Game 2: Atlantic Division vs. Metropolitan Division
The Atlantic and Metropolitan game had a lot of goals, but still seemed a little closer. The final score was 10-6, in the Metropolitan’s favor. However, a strong performance from Wayne Simmonds and John Tavares helped the Metro.
It was thought the 3-on-3 format would avoid high scoring All-Star games, like in 2015 when the final score was 17-12. The NHL thought it would be more intense, and less goals would be scored. Wrong.
To have 13 goals in one game, and 16 in the other, those aren’t the results the NHL was hoping for. Nonetheless, the game was still a lot more enjoyable to watch than the first game. It was a lot of back-and-forth in the beginning of the half.
The Metro opened up scoring first, with Simmonds. However, Nikita Kucherov came back a couple minutes later for the Atlantic. It went like that, until the the second half of the game. After Auston Matthews put in Atlantic’s fourth goal, Tavares added his second goal to tie it up. The Metro ran away with it after that.
Braden Holtby played exactly like he has all season: stopping everything. He saved 12 of 15 shots.
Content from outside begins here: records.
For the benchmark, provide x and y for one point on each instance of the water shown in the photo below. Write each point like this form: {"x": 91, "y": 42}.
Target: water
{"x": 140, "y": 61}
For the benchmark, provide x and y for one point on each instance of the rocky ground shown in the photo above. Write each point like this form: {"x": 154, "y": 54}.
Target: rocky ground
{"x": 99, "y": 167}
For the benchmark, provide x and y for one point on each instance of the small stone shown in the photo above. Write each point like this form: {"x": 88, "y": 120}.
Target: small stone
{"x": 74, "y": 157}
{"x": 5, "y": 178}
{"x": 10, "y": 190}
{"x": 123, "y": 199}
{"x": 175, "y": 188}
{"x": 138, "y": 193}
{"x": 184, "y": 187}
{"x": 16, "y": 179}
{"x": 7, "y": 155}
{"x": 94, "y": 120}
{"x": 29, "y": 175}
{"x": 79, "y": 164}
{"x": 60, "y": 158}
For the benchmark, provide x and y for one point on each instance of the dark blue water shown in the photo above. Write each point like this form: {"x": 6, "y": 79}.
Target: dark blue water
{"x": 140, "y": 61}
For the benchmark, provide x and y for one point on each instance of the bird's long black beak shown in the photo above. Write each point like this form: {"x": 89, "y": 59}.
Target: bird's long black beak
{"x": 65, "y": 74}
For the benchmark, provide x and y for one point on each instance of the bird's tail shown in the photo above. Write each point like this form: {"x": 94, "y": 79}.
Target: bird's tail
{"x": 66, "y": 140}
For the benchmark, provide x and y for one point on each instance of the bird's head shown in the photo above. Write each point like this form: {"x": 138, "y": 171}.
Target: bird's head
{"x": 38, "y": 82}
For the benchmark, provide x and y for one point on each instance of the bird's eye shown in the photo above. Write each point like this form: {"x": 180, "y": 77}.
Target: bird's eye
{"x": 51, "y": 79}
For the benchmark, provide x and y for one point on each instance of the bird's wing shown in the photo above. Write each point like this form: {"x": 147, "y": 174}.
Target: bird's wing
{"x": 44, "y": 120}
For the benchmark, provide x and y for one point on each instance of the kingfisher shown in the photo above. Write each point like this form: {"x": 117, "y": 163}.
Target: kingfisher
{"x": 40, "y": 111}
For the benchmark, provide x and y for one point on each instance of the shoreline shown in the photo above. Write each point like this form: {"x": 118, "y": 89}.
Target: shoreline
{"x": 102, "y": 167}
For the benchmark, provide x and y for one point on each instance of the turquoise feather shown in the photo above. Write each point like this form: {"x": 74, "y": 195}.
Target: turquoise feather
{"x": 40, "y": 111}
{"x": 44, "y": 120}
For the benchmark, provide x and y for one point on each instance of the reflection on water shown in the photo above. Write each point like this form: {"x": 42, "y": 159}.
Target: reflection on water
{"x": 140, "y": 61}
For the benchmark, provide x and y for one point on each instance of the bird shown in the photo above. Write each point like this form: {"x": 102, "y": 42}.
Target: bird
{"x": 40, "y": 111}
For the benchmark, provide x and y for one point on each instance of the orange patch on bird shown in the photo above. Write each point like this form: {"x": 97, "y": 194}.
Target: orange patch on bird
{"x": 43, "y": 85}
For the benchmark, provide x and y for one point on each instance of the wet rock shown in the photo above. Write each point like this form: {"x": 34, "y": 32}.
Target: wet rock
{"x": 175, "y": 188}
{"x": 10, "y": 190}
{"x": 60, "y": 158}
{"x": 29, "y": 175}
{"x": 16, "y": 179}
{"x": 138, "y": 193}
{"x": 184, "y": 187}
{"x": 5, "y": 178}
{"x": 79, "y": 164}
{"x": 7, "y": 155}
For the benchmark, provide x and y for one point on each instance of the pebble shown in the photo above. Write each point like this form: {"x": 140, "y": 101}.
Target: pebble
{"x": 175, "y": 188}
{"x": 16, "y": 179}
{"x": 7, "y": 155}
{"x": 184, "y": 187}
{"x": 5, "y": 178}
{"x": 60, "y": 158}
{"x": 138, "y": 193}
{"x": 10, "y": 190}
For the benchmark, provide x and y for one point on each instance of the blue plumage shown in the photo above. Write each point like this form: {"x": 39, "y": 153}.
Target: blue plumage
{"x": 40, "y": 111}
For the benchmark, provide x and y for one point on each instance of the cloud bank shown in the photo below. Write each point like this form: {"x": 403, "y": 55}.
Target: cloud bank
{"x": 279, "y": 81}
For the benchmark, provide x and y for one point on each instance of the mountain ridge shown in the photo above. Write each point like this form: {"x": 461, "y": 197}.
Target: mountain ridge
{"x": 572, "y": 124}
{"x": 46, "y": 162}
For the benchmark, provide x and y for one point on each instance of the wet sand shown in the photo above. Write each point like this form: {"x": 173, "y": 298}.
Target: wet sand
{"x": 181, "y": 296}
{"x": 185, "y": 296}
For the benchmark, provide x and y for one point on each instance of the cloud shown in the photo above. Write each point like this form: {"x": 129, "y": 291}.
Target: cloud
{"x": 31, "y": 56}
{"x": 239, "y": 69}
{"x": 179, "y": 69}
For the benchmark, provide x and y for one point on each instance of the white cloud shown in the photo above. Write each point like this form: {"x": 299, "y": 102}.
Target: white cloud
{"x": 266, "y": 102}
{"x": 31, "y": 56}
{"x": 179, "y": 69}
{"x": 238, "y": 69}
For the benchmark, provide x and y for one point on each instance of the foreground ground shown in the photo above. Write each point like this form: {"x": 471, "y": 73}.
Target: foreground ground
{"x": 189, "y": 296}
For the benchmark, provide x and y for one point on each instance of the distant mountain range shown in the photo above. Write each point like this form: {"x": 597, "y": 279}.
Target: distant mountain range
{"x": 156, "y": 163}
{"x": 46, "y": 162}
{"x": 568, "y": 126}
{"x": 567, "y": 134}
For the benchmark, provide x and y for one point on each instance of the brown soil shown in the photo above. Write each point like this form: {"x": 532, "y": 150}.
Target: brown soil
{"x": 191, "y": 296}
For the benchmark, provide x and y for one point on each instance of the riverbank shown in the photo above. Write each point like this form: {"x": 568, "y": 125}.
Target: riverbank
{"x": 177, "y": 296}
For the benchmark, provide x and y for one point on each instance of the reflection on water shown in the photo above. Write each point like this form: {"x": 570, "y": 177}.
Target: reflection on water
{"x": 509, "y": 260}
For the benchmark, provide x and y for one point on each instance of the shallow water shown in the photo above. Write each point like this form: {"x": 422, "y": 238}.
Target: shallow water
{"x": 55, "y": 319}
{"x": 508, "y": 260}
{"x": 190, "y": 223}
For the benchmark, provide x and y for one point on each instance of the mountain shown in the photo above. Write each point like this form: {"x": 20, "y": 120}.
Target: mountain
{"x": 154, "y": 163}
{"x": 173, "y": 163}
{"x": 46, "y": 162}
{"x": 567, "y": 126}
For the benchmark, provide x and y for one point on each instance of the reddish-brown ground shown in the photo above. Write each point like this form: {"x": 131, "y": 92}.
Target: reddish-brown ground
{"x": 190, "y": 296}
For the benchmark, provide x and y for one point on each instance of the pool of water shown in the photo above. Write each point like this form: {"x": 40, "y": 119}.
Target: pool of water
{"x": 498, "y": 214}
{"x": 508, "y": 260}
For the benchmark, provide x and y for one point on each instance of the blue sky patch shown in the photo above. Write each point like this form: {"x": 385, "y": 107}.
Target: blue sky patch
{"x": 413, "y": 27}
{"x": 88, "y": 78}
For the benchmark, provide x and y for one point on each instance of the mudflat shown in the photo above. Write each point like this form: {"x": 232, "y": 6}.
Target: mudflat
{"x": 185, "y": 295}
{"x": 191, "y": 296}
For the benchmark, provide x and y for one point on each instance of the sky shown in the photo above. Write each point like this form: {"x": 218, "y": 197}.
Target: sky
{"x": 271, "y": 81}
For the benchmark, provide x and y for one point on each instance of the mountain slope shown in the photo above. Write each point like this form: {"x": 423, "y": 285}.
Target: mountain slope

Cam Atkinson and Tavares led the team with four points each (2 G, 2 A). Vincent Trocheck (1 G, 3 A – 4 P) and Kucherov (2 G, 2 A – 4 P) led the Atlantic team.
With a strong win for the Metro, they went to face the Pacific in the championship to fight for the big check.
Game 3: The Championship Game
In the closest game of the day, the Pacific and the Metropolitan divisions faced off. Both teams had strong lineups. The Metro, with Alexander Ovechkin, and Holtby; the Pacific, with Connor McDavid and Mike Smith.
Despite what many would think, this game, again, seemed very slow and unenthusiastic, minus the goaltenders. The low scoring contest, however, made the game all that much more realistic.
With a final score of 4-3, in the Metropolitan’s favor, it was a hard fought battle, especially towards the end, with Wayne Simmonds capping off the victory with his third goal of the night.
The Metro-led Sidney Crosby and crew accepted the check for one million dollars. Wayne Gretzky had a big smile on his face after his team’s championship win. The fact is, many of those players will donate their split of the money to charities that have meaning to them.
The three games made the contest very fun and enjoyable for all fans, and even sweeter to those who did not want to see a strong Pacific Division go back-to-back in All-Star games.
A Final Response to the All-Star Game
It was good to see some physicality, minus what many think about the All-Star game. There may have not been any major bench-clearing brawls, or huge hits against the wall, but Ovechkin did lay a nice check against Brad Marchand – a couple times.
It was also very nice to see a new-comer win the All-Star Game MVP. Wayne Simmonds, who attended the All-Star game for the first time. Ovechkin may have won a Honda Car after the 2016 All-Star Game, but Simmonds won his Honda Ridgeline truck for getting the award. Even if he hadn’t won the MVP Award, it was still a great day for him.
Overall, this was a great All-Star break, but now everyone is glad the NHL Regular Season is back. With some tight playoff races, and a Stanley Cup at the end of the road, April can not come soon enough.